Los Angeles Times
Guerrero talks trade possibilities
He says he wants more playing time, having started only 35 games for the Dodgers.
NEW YORK — With less than a week remaining until the July 31 non-waiver trade deadline, Alex Guerrero is waiting for news that could free him from the Dodgers bench.
Guerrero said he likes the Dodgers organization, which he refers to as “family.” He also said he is open to a trade because he wants to play more.
“We’re talking about my career, my future,” Guerrero said in Spanish.
In the second year of his four-year, $28-million contract, Guerrero has started only 35 games. He was supposed to make a rare start Friday — he has started twice in the last 22 games — only to be scratched from the lineup with a tight back. With Enrique Hernandez playing left field instead of him, the Dodgers defeated the New York Mets, 7-2.
“Very difficult,” Guerrero said.
The Dodgers are known to be searching to bolster a starting rotation compromised by the season-ending operations to Hyun-Jin Ryu and Brandon McCarthy.
Guerrero, who is considered a defensive liability and is used almost exclusively as a pinch hitter these days, thinks the Dodgers could address their shortcomings by trading him.
One potential obstacle is Guerrero’s contract.
The deal includes a provision that would allow him to become a free agent at the end of the season if he is traded. Teams could be reluctant to trade for him if there’s a possibility he will depart after only two months.
Guerrero would consider waiving the clause — for a price. He said his agent, Scott Boras, is exploring the possibility.
“If another team gets me, they can negotiate for me to remove the clause by paying me more over the next two years,” Guerrero said.
Guerrero is guaranteed to earn $5 million in each of the next two seasons.
Another obstacle is Guerrero’s recent performance.
Guerrero hit 10 home runs in his first 40 games, which included 25 starts.
Since then, he hasn’t hit any and is batting .155. Guerrero’s season average is down to .245.
“No one had seen me and I hit, hit, hit,” Guerrero said. “After I hit a few home runs, everyone said, ‘I can’t pitch to him so carelessly because he’s shown he can hit home runs and hit.’ So everyone started adjusting to me.”
Early in the season, Guerrero said opposing pitchers frequently attacked him with fastballs. In the last couple of months, the fastballs have been replaced by sliders.
“I couldn’t adjust back because I’m not playing every day,” Guerrero said. “Adjustments take time.”
Guerrero doesn’t understand why he is considered such a liability at third base.
A career-long shortstop in his native Cuba, Guerrero last started at third base on May 24. Each of his starts since then has been as a left fielder or a designated hitter.
Guerrero pointed to how he didn’t make a single error in his nine starts at third base. He also noted that he is batting .441 when he plays there.

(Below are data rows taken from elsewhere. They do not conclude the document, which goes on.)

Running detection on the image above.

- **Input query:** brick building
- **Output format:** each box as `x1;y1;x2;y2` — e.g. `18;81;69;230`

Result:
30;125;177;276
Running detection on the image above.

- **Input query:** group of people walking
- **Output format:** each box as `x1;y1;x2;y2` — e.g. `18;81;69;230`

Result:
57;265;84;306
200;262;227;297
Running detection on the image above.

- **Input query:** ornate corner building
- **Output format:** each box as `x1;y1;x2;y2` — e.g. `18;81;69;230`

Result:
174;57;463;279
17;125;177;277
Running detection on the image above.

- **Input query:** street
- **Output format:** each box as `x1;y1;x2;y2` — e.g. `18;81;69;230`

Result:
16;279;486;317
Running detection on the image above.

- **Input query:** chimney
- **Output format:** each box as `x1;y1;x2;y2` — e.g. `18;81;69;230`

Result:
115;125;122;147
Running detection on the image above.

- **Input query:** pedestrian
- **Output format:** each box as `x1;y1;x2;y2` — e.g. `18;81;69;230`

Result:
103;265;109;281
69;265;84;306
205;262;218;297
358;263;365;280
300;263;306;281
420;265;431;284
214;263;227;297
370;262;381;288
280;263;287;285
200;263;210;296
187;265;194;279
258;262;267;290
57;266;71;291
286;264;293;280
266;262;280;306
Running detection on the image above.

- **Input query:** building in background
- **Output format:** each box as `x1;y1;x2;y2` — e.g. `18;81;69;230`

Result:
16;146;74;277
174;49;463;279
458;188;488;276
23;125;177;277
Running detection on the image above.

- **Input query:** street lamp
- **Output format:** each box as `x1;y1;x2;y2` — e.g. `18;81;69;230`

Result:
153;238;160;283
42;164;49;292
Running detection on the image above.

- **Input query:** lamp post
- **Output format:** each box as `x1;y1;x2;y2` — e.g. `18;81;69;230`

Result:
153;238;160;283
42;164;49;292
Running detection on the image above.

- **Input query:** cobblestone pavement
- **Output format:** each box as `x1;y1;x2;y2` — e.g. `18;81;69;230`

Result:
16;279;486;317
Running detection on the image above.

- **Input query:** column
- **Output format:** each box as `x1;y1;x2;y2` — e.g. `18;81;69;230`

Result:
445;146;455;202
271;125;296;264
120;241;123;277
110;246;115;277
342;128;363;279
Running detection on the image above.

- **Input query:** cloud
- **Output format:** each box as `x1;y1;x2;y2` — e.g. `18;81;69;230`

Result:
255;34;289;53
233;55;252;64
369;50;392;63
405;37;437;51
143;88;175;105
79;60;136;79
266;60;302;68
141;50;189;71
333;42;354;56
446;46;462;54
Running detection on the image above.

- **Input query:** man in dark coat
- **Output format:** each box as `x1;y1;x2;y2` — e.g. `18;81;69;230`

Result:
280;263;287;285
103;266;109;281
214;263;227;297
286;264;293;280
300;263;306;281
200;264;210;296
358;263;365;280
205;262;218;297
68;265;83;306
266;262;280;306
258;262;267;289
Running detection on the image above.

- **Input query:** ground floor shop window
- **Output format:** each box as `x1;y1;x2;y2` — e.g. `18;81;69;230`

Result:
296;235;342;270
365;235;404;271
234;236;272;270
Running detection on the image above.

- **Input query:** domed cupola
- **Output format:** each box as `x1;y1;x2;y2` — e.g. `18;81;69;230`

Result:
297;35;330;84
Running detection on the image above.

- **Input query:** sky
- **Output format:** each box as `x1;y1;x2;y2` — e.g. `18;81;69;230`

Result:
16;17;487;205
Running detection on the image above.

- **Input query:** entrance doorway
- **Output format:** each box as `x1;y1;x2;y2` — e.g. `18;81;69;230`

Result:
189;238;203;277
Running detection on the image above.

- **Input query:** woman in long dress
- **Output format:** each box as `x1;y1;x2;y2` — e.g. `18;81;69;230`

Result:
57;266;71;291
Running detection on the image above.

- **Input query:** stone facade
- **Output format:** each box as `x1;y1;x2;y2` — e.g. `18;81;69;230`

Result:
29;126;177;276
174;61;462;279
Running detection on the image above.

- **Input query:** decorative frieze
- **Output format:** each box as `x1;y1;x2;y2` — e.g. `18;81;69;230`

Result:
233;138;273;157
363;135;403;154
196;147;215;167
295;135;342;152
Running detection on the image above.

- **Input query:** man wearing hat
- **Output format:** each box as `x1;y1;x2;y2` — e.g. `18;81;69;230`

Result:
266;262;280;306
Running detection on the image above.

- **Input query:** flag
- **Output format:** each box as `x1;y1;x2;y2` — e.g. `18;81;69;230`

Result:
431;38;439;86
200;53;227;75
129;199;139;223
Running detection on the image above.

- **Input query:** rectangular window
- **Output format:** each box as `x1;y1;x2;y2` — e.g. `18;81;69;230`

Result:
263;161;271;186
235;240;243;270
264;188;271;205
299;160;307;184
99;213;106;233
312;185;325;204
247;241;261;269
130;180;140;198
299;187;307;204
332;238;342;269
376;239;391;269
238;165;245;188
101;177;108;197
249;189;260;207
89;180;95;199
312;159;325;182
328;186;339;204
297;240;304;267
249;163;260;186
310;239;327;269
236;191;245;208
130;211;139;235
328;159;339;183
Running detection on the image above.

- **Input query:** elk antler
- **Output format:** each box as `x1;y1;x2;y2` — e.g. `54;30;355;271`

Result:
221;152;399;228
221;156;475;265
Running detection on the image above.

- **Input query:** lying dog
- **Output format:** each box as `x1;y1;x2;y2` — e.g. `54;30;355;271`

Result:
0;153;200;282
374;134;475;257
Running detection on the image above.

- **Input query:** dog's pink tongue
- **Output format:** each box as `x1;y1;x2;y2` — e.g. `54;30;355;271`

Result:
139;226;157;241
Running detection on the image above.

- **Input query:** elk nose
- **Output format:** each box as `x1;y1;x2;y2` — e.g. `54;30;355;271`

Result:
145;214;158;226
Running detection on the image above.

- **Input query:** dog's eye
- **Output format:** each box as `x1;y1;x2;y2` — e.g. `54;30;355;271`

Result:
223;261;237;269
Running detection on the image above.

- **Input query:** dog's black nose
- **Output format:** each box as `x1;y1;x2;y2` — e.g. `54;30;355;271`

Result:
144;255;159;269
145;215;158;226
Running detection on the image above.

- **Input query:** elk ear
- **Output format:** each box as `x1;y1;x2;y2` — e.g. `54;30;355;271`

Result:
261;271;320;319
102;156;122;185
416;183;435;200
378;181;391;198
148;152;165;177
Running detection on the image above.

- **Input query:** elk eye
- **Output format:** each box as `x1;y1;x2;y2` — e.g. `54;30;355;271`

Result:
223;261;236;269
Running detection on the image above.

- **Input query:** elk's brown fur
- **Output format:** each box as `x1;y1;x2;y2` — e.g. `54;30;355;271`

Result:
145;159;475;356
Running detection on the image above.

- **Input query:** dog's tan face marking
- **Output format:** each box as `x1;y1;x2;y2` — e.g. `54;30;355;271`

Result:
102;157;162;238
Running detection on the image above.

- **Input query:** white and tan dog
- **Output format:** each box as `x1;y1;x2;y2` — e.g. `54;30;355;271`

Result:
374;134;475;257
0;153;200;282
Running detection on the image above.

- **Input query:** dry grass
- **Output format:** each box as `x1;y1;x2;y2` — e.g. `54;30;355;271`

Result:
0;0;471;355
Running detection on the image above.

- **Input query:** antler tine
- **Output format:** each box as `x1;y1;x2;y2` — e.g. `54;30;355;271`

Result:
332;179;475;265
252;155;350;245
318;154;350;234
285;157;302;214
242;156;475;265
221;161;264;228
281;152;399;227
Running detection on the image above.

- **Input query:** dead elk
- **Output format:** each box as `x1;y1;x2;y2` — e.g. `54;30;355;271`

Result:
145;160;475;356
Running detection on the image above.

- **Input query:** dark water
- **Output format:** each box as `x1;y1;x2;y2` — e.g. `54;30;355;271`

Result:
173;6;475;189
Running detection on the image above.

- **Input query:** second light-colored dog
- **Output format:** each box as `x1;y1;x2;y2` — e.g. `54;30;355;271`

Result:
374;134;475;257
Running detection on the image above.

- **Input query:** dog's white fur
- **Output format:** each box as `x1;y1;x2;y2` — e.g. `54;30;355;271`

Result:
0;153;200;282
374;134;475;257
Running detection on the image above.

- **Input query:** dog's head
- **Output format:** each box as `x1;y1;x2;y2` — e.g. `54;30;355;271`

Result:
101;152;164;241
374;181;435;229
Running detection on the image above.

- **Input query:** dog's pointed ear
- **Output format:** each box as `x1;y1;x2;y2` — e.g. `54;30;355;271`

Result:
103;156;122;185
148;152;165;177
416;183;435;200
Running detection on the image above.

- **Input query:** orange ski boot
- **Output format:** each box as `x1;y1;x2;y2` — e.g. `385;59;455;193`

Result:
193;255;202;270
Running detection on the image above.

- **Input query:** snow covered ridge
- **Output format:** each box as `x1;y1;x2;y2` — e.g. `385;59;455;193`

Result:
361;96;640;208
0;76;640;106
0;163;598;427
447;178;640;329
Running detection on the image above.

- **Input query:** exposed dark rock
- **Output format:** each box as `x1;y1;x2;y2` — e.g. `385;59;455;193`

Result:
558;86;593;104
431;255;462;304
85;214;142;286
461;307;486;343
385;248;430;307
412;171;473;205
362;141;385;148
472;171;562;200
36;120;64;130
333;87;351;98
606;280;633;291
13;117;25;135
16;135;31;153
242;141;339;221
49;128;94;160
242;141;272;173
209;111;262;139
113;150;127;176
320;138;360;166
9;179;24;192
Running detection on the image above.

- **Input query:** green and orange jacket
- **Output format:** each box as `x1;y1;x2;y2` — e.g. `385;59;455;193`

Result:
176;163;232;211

Still, Guerrero said he respects management’s decisions.
“They know what they have to do,” Guerrero said. “They’re professionals, like me. If they don’t play me, they have a reason.”
Whatever happens from now to July 31, Guerrero promised it wouldn’t affect his professionalism.
“In this sport, you have to be mentally strong because things happen,” he said. “You have to continue working. You can’t stop working, be disrespectful or be a bad teammate. That can’t happen. That won’t happen with me here.”